Fine. I’ll figure out if he knows how to press a button and drag a machine up and down a floor. I got you, Bunny Doc. Wink wink wink.
Unnecessary number of winks.
Wink wink wink wink wink wink wink wink wink wink wink wink wink wink wink wink wink wink wink wink wink wink wink wink wink wink wink wink wink wink wink wink wink wink wink wink wink wink wink wink
I’m getting an eye tic!
Your mate can kiss it better. I’m sure he’s dying to
To kiss my tics away?
Sure. Let’s go with that.
I blushed.
What? No answer? Are your eyes ticking again??
No. Just thinking
About?
Waiting here
I’m about to send more winks. Your eye will twitch forever
So impatient, Rudolph. Mostly I was just feeling shy thinking about our equality in bed.
What do you mean?
He’s probably used to more hardcore sex than me. Or some weird cage thing. I heard about BYOL the other day. Can you believe it?

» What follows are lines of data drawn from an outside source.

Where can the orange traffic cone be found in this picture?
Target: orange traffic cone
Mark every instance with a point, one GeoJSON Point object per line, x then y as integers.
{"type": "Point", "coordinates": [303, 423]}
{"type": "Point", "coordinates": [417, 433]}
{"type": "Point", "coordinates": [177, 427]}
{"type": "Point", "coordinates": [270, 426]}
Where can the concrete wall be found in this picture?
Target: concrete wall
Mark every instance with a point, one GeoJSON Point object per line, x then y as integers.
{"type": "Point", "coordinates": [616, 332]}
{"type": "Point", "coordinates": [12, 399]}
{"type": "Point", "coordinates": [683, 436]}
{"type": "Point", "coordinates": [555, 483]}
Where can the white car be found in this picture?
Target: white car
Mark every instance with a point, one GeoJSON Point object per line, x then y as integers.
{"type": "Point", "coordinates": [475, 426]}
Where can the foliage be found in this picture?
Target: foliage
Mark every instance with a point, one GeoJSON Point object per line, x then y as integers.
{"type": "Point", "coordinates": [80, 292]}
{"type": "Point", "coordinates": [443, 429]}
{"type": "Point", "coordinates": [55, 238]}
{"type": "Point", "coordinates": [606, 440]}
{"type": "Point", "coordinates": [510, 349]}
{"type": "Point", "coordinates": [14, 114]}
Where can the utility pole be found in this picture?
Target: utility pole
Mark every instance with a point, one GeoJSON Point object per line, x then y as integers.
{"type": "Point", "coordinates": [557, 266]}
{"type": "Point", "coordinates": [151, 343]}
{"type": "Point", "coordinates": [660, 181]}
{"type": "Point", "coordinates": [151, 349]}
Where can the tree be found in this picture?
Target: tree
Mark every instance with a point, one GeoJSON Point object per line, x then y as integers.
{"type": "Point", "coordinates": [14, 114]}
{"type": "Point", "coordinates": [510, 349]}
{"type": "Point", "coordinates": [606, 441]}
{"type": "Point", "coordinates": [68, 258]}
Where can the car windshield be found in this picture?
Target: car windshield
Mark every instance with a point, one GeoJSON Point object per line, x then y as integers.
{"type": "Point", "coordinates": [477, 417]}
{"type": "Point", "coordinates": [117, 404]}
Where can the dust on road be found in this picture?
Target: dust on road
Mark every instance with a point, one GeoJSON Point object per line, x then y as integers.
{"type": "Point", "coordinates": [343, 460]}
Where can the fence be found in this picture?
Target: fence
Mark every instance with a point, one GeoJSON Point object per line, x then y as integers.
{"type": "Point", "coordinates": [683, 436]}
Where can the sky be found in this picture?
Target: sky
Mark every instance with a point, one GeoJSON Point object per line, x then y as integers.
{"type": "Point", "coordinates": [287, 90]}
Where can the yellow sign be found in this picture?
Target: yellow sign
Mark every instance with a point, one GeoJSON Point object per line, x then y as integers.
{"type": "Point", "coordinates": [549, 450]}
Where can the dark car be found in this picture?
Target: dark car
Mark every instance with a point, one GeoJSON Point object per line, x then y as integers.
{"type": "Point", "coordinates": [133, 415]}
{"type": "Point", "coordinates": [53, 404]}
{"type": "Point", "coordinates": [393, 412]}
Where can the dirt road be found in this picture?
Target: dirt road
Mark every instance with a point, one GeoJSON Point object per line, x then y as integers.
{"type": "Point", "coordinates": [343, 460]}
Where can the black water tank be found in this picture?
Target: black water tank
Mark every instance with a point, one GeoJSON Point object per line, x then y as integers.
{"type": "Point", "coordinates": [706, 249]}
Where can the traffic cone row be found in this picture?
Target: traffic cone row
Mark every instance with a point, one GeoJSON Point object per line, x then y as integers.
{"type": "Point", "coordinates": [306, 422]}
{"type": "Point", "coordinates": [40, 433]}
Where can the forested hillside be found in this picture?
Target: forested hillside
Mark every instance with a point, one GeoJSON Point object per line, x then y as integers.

Again, no answer. This time I didn’t respond either. When a text came, I jumped.
So what? The guy can’t buy lube and condoms all the time. Isn’t it about equality? One brings the condoms, the other the lube?
So defensive
Just equal. But I’m sure there’ll be plenty of lube
I don’t want to use the lube he had with his girls.
Bunny, bunny, he’ll make sure you don’t need any artificial lube
I blushed, thinking of his gray eyes on me again.
This conversation isn’t appropriate!
Why? We’re both adults, and you are a DOCTOR
Still. We found our mates. Talking like this to another guy feels wrong.
Does it?
You think he still speaks with his lube carriers?
Why would he? He found you.
I curled tighter into my blankets with a tiny, stupid giggle.